The model returns structured manual test cases in JSON or CSV.

{
  "module": "awv",
  "flow": "login",
  "step": "User clicks Login button",
  "expected": "System navigates to dashboard"
}

Output from generate.py in JSON

3. Integration Into Self-Healing Pipeline

Output test cases flow into your test management tool (Allure, Zephyr, Xray, etc.).
When automation fails, Icarus can:
- Patch: Suggest updated selectors.
- Flag: Mark a test as unstable.
- Recommend: Propose new cases for uncovered flows.

Example in Action

You capture 01-login.png with the Login button boxed.

GPT-4o returns:

Verify Login button is visible
Verify clicking Login navigates to Roster Page

Next sprint, the button label changes from “Login” → “Sign In.”

Your automation fails. Icarus flags the change and proposes:

Update locator from button[name=Login] to button[name=Sign In].

That’s the self-healing loop in action. 🚨🚨🚨 (DO NOT Auto Apply to your repo. Instead, make a gate for the PR to be reviewed by a human first.)

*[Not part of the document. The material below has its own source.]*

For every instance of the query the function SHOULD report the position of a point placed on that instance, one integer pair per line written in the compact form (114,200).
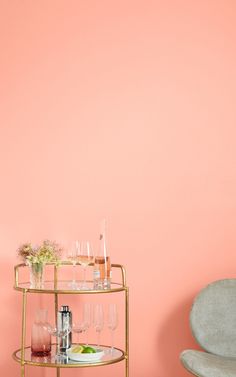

Minimal Example (for the “aha” moment)

Here’s the simplest possible generate.py:

cases = openai.ChatCompletion.create(
    model="gpt-4o",   # or gpt-4.1-mini for cheaper, or gpt-5 (text-only)
    messages=[
        {"role": "system", "content": system_prompt},
        {"role": "user", "content": "Screenshot: awv/01-login.png"}
    ]
)

print(cases.choices[0].message.content)

💡 This shows how little glue you need to get screenshots → test cases.

Real-Time generate.py

In reality, Icarus uses a larger, configurable script:

import argparse, os, openai, yaml
from scripts.utils import parse_test_case, save_output, validate_screenshot_path

# Load config
with open(os.path.join(os.path.dirname(__file__), "..", "config.yaml")) as f:
    config = yaml.safe_load(f)

MODEL = config["model"]
TEMPERATURE = config["temperature"]
MAX_TOKENS = config["max_tokens"]

# Load prompts
with open(config["prompt_template_path"]) as f:
    prompt_template = f.read()
with open(config["system_prompt_path"]) as f:
    system_prompt = f.read()

def generate_test_case(screenshot_path, title):
    prompt = prompt_template.replace("{screenshot}", screenshot_path).replace("{title}", title)
    response = openai.ChatCompletion.create(
        model=MODEL,
        temperature=TEMPERATURE,
        max_tokens=MAX_TOKENS,
        messages=[{"role": "system", "content": system_prompt},
                  {"role": "user", "content": prompt}]
    )
    return response.choices[0].message.content.strip()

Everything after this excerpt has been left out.